UK government launches major study into tipping practices at restaurants and bars

The UK government yesterday launched a major study into tipping practices in restaurants and bars.

The move follows concerns by customers as to who pocketed the tips at the end of a meal, with more than 80 per cent wanting to see their tips go directly to workers or distributed fairly among staff.

The government's Department for Business announced new plans for ending unfair tipping practices and increasing transparency for consumers and employees. Proposals to the effect were announced yesterday by business secretary Sajid Javid.

The government has also launched a consultation on its proposals to secure a fairer deal for workers.

A consultation paper considers the evidence received from consumer, worker and employer groups, and outlines the government's proposals for the handling of tips and service charges.
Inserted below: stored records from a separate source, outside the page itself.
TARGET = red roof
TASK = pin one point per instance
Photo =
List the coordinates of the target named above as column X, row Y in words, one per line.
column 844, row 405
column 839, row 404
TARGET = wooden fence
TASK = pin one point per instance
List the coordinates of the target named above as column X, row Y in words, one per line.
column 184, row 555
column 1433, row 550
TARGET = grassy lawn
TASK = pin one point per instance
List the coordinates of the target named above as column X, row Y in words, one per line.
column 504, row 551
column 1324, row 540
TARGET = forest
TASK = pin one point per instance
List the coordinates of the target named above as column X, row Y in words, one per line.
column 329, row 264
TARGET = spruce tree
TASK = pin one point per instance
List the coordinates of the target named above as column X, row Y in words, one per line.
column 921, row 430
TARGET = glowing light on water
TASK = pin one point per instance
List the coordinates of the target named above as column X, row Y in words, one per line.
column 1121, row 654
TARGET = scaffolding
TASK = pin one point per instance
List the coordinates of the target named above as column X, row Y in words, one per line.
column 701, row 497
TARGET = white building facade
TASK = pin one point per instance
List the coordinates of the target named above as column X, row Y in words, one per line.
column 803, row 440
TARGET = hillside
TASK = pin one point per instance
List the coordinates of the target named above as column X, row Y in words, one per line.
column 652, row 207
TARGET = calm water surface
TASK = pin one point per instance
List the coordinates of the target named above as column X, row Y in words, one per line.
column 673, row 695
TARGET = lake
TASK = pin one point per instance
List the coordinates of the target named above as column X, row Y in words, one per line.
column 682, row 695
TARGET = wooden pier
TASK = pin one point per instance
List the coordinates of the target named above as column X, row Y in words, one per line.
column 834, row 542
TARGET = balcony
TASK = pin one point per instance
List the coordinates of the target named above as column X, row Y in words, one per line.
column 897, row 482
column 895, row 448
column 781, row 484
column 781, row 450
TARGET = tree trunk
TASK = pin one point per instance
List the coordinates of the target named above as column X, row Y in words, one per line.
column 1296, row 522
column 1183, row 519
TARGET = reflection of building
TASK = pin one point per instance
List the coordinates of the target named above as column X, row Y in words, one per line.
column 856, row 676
It also looks at replacing the current voluntary code of practice and giving it a statutory validity to increase employer compliance.

It also aimed to increase transparency for consumers to make it clearer that suggested payments for service were discretionary and that consumers were free to choose.

Business secretary Sajid Javid said, "As a one nation Government we want workers who earn a tip to be able to keep it. That's why I, like many others, was disappointed by the tipping practices of some of our well-known chains. This has to change.

"I'm setting out our proposals to make tipping fairer, clamping down on unfair practices and securing a better deal for the millions of workers in the service industry. We will look closely at all the options, including legislation if necessary."

There was broad agreement that workers or consumers were not clear about current practices and these needed to change to better understand how tips are distributed.

The Unite union's officer for the hospitality sector, Dave Turnbull, described the reports as "fantastic news".

"It is a massive victory for all those waiting staff who have worked tirelessly to expose sharp practices in the hospitality industry. All they want is what any worker wants - to take home what they have earned, no corners cut,'' news.sky.com reported.